One example, according to Khan: “The United States can’t even convince Israel to open its land border, so it ends up spending hundreds of millions of dollars on a floating dock that offers almost nothing,” referring to a dock built by the Pentagon. The dock faced various problems in performing its mission.

Omar Shaaban, founder of the Gaza-based Pal-Think Center for Strategic Studies, expressed the matter in a more diplomatic way.

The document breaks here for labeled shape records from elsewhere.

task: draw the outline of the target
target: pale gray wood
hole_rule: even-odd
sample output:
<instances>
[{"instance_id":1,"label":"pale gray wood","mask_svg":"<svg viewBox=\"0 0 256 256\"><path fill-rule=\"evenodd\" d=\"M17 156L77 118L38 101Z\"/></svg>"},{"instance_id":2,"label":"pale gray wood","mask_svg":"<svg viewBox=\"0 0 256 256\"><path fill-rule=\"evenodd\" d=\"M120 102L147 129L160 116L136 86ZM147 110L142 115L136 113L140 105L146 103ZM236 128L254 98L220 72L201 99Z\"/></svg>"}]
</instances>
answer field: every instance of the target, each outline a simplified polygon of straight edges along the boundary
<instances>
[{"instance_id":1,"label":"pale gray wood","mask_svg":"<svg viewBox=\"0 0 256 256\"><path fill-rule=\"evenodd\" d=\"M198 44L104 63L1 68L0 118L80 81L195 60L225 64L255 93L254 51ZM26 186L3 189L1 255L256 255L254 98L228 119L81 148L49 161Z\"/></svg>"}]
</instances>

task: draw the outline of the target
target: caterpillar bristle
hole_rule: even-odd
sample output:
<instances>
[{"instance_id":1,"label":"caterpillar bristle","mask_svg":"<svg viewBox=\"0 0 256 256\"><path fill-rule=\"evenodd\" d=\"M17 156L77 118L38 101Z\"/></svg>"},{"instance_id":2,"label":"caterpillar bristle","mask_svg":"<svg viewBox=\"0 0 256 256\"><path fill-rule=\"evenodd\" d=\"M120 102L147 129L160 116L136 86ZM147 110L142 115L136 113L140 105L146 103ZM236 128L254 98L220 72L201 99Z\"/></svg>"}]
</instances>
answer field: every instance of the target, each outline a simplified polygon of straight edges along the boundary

“Of course we appreciate this recognition,” the Palestinian said by phone from Brussels, where he was meeting with European officials. Shaaban fled Gaza three months ago and currently lives in Cairo. “But I’m not sure if this helps us much. The situation for the Palestinians is not improving at all – with the war in Gaza, the government in Israel, the Palestinian division, and the fear that we have.”

On Monday, an Israeli air strike caused a massive fire that killed 45 people in a tent camp in the city of Rafah in Gaza. In the aftermath, as Palestinian families rushed to hospitals to prepare their dead for burial, world leaders urged implementation of the International Court of Justice order to stop the attack.

Shaaban said that the Palestinians would rather help the Europeans stop the Israeli war in Gaza than recognize the state.

“Let’s get help to stop the killing,” he said.